NBE Issues Directive to Prevent Use of Personal or Third-Party Accounts for Commercial Transactions













Addis Ababa, October 2025 — The National Bank of Ethiopia (NBE) has issued a stern directive to all banking institutions to crack down on business operations conducted through individuals’ personal or third-party accounts. The move is part of a broader effort to strengthen financial oversight and address risks linked to tax evasion and illicit finance.

Background & Legal Basis

The directive is grounded in Proclamation No. 1359/2017, which empowers the NBE to regulate and supervise financial institutions across Ethiopia.

The bank has reported that a substantial number of business organizations and individual traders are using personal bank accounts or third-party accounts to carry out transactions—rather than using the business accounts they registered with tax authorities.

This practice circumvents routine scrutiny by tax collection agencies and undermines transparency in the financial system.

Risks and Red Flags

According to the NBE statement, transactions conducted in this manner may facilitate money laundering, financing of criminal activities, or terrorist funding, since they evade formal oversight.

The central bank warns that such arrangements may mask the true nature or source of funds, making it difficult for regulators and law enforcement to trace suspicious flows.

In addition, by sidestepping business-registered accounts, these transactions weaken the ability of the tax authority to monitor revenue, detect underreporting, and audit proper compliance.

Directive to Banks & Implementation Measures

All commercial banks have been instructed to identify customers engaging in commercial activities through personal or third-party accounts.

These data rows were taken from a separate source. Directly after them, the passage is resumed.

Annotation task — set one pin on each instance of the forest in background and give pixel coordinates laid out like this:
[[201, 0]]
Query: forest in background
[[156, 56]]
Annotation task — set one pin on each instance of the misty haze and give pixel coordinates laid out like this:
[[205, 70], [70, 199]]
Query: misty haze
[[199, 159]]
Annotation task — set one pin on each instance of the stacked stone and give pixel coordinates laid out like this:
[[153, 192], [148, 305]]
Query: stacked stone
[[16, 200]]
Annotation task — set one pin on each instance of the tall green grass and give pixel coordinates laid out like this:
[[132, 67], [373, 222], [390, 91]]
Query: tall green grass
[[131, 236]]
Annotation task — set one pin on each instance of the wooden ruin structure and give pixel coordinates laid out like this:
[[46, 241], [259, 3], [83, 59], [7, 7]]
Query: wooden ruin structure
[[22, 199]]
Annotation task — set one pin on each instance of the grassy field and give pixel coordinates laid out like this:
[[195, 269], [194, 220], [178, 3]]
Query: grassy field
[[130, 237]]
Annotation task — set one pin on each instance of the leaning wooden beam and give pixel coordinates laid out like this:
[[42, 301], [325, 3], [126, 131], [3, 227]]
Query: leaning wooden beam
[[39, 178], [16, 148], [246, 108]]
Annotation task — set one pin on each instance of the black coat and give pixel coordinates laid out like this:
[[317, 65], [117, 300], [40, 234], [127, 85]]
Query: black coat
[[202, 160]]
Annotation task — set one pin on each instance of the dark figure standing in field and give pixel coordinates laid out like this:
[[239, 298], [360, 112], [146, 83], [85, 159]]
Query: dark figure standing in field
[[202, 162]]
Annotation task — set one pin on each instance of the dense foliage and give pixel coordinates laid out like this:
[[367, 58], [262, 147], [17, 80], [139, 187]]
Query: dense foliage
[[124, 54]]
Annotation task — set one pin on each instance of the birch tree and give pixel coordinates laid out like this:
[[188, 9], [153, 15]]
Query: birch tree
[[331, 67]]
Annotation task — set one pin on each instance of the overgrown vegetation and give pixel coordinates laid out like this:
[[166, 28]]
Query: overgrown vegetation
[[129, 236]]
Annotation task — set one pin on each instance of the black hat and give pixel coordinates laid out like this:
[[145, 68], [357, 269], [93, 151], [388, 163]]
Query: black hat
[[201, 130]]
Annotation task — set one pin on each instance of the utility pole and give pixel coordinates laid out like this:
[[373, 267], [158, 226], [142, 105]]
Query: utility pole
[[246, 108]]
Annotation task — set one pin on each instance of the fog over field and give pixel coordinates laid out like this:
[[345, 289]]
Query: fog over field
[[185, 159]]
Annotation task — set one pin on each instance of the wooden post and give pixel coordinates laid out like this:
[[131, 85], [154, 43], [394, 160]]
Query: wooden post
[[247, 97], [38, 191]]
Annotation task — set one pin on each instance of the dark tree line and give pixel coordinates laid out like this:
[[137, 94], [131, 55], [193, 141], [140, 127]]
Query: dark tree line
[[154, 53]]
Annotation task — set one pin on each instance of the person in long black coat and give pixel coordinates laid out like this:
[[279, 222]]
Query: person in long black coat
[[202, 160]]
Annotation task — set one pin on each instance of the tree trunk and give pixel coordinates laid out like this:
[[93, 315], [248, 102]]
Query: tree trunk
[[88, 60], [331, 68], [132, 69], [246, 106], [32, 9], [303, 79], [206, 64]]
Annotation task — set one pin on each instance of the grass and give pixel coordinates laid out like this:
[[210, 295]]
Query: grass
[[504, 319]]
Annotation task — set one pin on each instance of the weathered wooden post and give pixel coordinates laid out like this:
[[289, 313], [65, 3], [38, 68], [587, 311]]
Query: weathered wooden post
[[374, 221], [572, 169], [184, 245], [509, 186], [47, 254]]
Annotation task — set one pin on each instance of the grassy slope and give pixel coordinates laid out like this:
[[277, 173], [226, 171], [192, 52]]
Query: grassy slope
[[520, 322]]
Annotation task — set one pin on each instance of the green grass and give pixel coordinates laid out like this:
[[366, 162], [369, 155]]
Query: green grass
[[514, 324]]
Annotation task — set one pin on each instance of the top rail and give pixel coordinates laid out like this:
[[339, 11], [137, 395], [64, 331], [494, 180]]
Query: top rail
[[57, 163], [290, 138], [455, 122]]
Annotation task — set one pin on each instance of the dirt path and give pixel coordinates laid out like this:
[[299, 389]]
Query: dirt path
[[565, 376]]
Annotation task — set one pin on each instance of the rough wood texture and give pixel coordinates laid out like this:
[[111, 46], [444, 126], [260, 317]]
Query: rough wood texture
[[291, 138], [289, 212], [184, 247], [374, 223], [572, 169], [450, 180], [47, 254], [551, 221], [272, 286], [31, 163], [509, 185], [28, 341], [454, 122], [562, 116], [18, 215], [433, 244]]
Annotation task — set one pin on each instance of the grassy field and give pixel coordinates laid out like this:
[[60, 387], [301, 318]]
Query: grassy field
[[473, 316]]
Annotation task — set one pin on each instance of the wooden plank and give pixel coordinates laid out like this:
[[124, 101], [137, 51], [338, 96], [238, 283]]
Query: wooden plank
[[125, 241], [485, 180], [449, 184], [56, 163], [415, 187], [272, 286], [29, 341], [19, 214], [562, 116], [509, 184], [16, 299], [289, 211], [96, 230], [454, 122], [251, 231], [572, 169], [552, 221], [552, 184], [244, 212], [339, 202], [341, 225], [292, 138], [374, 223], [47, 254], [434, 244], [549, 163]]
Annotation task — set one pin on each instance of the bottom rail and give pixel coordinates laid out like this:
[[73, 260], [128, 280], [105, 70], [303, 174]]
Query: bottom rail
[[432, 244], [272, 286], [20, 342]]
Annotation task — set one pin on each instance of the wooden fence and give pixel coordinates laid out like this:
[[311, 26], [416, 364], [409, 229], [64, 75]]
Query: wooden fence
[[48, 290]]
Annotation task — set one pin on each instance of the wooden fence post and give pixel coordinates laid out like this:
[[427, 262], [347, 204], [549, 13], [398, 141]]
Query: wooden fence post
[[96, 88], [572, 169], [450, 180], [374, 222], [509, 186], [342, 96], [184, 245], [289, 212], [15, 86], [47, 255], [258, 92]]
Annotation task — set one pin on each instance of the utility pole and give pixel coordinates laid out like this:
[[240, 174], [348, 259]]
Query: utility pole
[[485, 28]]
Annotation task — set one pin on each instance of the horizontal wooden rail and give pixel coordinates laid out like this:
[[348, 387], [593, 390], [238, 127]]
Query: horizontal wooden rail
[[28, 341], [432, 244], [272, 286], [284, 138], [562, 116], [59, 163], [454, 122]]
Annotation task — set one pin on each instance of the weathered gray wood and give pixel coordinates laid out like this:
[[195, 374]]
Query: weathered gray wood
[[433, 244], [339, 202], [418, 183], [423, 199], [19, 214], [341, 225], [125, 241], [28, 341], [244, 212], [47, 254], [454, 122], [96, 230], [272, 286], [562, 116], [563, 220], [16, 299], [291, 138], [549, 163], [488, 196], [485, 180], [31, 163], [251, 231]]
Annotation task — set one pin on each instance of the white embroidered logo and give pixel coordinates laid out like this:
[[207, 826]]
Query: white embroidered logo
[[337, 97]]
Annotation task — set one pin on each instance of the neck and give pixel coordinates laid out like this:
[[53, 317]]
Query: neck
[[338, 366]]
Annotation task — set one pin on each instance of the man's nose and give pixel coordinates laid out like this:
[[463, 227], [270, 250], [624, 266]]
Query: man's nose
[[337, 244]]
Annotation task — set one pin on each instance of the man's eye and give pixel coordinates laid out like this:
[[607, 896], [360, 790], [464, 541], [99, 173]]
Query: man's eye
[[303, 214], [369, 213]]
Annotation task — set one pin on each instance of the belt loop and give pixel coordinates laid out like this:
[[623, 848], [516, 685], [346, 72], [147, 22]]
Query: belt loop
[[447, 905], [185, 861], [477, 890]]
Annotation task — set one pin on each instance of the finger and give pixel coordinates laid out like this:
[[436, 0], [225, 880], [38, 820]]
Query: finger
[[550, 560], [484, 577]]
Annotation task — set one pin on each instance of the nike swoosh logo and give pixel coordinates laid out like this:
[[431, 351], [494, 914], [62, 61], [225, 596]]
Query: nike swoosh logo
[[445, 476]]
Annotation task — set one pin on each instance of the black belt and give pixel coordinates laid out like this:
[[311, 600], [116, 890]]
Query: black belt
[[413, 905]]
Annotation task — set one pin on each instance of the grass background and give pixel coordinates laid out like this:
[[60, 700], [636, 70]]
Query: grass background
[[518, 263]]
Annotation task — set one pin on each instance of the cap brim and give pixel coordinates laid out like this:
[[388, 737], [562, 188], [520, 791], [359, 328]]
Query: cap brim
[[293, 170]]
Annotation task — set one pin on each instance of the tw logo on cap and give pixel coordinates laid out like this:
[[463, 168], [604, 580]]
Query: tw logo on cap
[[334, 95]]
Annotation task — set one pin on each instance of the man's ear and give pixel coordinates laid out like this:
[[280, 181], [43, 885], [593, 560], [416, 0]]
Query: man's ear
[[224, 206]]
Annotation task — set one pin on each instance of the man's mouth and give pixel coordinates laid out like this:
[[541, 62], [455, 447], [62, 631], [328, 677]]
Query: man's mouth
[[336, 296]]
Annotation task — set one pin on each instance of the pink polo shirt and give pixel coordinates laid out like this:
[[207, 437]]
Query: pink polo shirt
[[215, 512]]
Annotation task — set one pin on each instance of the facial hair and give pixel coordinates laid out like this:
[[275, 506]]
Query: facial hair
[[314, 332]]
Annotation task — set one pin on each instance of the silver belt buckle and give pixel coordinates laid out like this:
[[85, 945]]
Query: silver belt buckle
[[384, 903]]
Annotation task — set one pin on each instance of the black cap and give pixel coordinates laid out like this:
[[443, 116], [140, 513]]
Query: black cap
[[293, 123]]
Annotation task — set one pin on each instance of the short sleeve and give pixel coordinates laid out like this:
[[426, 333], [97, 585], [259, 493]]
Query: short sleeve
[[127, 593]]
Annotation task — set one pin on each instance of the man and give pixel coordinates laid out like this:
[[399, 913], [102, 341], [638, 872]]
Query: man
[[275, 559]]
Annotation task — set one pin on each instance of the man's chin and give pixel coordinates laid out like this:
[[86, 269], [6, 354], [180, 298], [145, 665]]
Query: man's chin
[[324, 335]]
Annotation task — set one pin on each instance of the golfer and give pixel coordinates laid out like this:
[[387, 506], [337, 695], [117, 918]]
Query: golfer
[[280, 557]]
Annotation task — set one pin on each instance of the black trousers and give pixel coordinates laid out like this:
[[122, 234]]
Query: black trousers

Banks must submit reports and detailed information about these customers to relevant regulatory bodies.

The NBE has called for a coordinated response involving tax authorities, anti-money laundering units, and law enforcement agencies to follow up on flagged cases.

Motivation & Policy Rationale

The primary goal is to preserve the integrity and soundness of Ethiopia’s financial system. By restricting misuse of accounts, the NBE aims to reduce systemic risk.

The NBE also frames this measure as essential to economic security — ensuring that illicit capital does not undermine national development.

As Ethiopia has been rolling out reforms in taxation and financial regulation, this directive aligns with recent efforts to modernize revenue mobilization and clamp down on revenue leakage.

Implications for Businesses and Traders

Business entities—especially small and medium enterprises—must ensure they are using properly registered business accounts for all transactions.

Individual traders using personal accounts for business must regularize their operations and register with tax authorities.

The directive raises the possibility that banks may impose account freezes, sanctions, or closure on those who flout the rules.

Potential Challenges & Points of Friction

In practice, enforcing this policy may require enhanced compliance systems within banks to flag and monitor account usage patterns.

Some businesses may resist or delay compliance, arguing that personal or third-party accounts are convenient or exist for legacy reasons.

The coordination between the NBE, tax authority, and law enforcement will be critical. Gaps or delays in information sharing could weaken enforcement effectiveness.

Next Steps & Outlook

The NBE is expected to issue guidelines or clarifications to banks to standardize the identification and reporting process.

Audits and inspections may follow to assess compliance across the banking sector.

In high-risk or repeat violation cases, the authorities may pursue legal action or penalties under relevant financial, tax, or anti-money laundering laws.

Over time, this directive could help broaden Ethiopia’s formal tax base, reduce shadow economy activities, and enhance the transparency of the banking sector.